And then I will say: Cara, avert your eyes. I’m talking Richardson.
Awhile ago, I got a copy of the BBC production of Clarissa, starring Sean Bean and Saskia Wickham.
When I was a teenager, I read and re-read Samuel Richardson‘s Clarissa; it is a tortured, compelling story of an honorable woman stuck between a rock (her family’s insistence she marry an awful man) and a hard place (Lovelace, a rake who falls violently in love with her). Honestly, I love this story. Each time I read it, I hoped Lovelace would reform earlier, or Clarissa’s family would relent, and each time I cried at the end.
I started watching the other day (my reward while ironing a random dozen of my husband’s shirts), and the televised version puts in an uncomfortable plot point: Clarissa’s sister and brother are dabbling in incest.
I was miffed that they would choose to make that a plot point because the book makes it clear why her siblings are being so terrible to her, but then I thought again that it might’ve happened more often back then.
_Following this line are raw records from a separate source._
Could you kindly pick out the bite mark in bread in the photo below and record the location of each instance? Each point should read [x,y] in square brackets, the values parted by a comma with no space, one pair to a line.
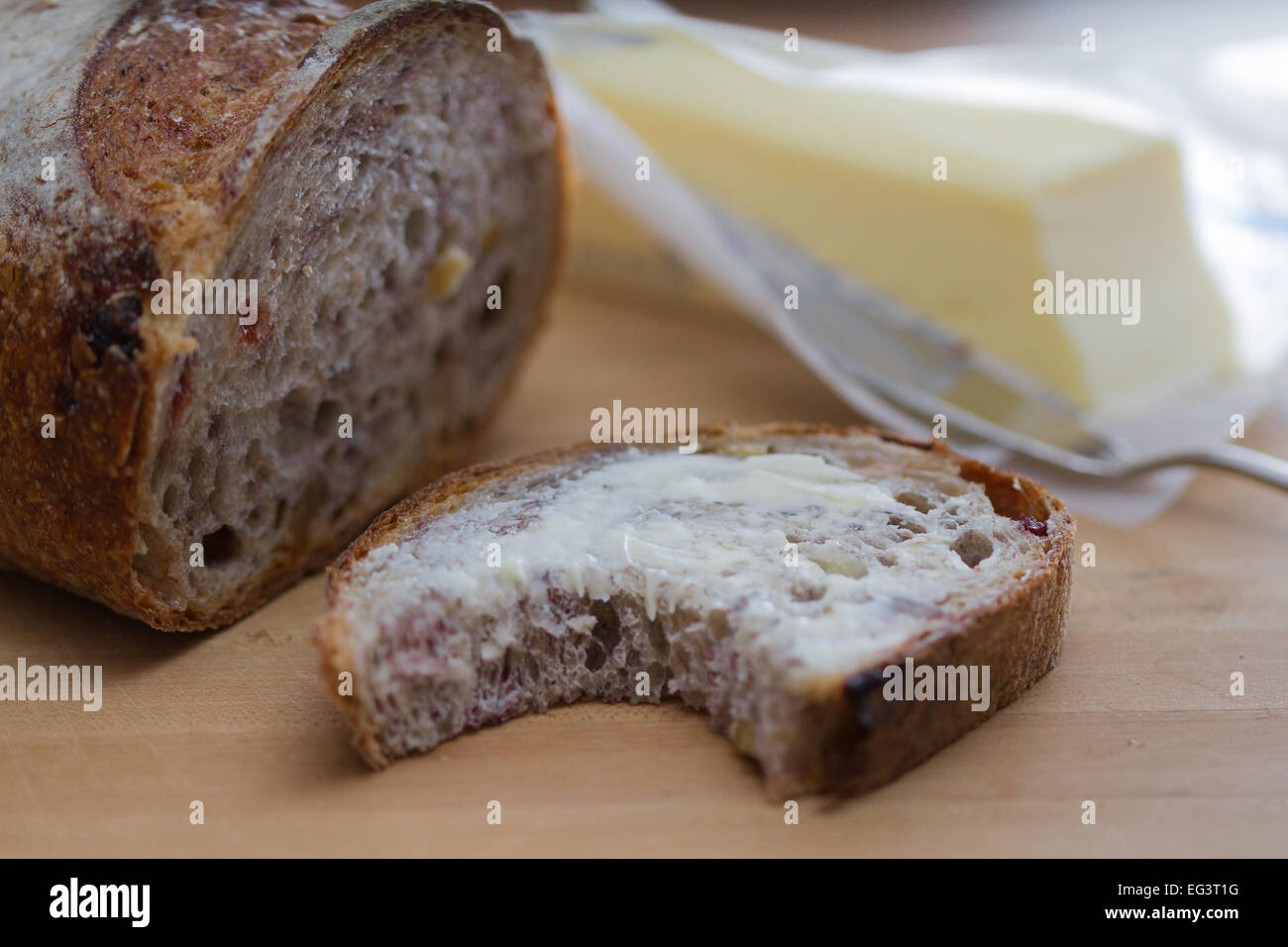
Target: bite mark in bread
[906,551]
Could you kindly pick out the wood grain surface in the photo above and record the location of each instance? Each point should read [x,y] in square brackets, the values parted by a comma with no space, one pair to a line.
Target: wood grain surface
[1137,716]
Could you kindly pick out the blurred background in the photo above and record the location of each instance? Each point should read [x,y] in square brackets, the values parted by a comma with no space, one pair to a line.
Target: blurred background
[913,25]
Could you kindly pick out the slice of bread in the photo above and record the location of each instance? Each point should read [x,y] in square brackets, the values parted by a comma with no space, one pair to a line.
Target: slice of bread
[771,579]
[387,176]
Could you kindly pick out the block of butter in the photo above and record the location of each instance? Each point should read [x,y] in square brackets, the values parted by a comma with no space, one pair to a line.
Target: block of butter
[1055,241]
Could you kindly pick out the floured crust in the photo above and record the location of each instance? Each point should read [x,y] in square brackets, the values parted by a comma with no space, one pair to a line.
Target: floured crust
[859,738]
[137,200]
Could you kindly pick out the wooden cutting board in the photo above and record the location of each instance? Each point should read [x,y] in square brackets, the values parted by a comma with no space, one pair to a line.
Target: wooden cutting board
[1137,716]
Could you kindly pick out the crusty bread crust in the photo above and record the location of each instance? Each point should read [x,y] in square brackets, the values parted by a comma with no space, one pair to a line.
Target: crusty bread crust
[862,740]
[78,341]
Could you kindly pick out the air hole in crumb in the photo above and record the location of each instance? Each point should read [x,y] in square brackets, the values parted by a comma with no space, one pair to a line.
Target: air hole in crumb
[416,230]
[917,501]
[608,625]
[973,547]
[219,547]
[326,420]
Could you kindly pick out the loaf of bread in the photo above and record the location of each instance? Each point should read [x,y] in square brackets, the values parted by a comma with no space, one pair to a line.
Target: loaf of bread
[773,579]
[265,266]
Think about it: After a certain age, the sons were sent off to school while the daughters remained safely at home. They were separated so they didn’t have that sibling contempt (as in ‘familiarity breeds . . . ‘), but when they were together, they lived in the same house, so they had access to people of the opposite sex. And being teenagers, they probably were interested in sexual experimentation, and found the easiest solution: Their siblings.
We’ve all read with horror–and some salacious interest–of Byron’s suspected affair with his half-sister, Augusta Leigh. They were raised separately, and began keeping company again when they were adults.
But back to Clarissa. One thing that made the book so compelling for me is that although Clarissa is a virtuous girl, she is indeed intrigued by Lovelace; certainly, he is far more appealing than the suitor her family has chosen, whom Lovelace warns her will be the cause of her early death. And who wouldn’t be fascinated by him? He has a shocking reputation as a rake, he is handsome, charming, and persuasive (that he is played by Sean Bean in the miniseries certainly does no damage in my eyes, either).
But since she is so pure of heart, and of motive, she decides against Lovelace, but circumstances ultimately force her to him. Which, in turn, forces her to her eventual demise.
If Clarissa were a romance novel, she would have reformed her rake early enough to achieve her happy ending. But Richardson wasn’t writing romance, he was writing virtue, so while Lovelace and Clarissa’s siblings get what they deserve, Clarissa herself does not.
I don’t think I would actually like Clarissa if I met her, whereas I would definitely have a great time with Jane Eyre or Elizabeth Bennet.
Let’s see: I’ve brought up incest, sexual taboos, great (or not) works of literature, non-romance novels, unhappy endings, just rewards, and which heroine you’d get along with. Pick any or all and discuss, if you like. Thanks for following along with my train of thought, which has gotten very, very derailed.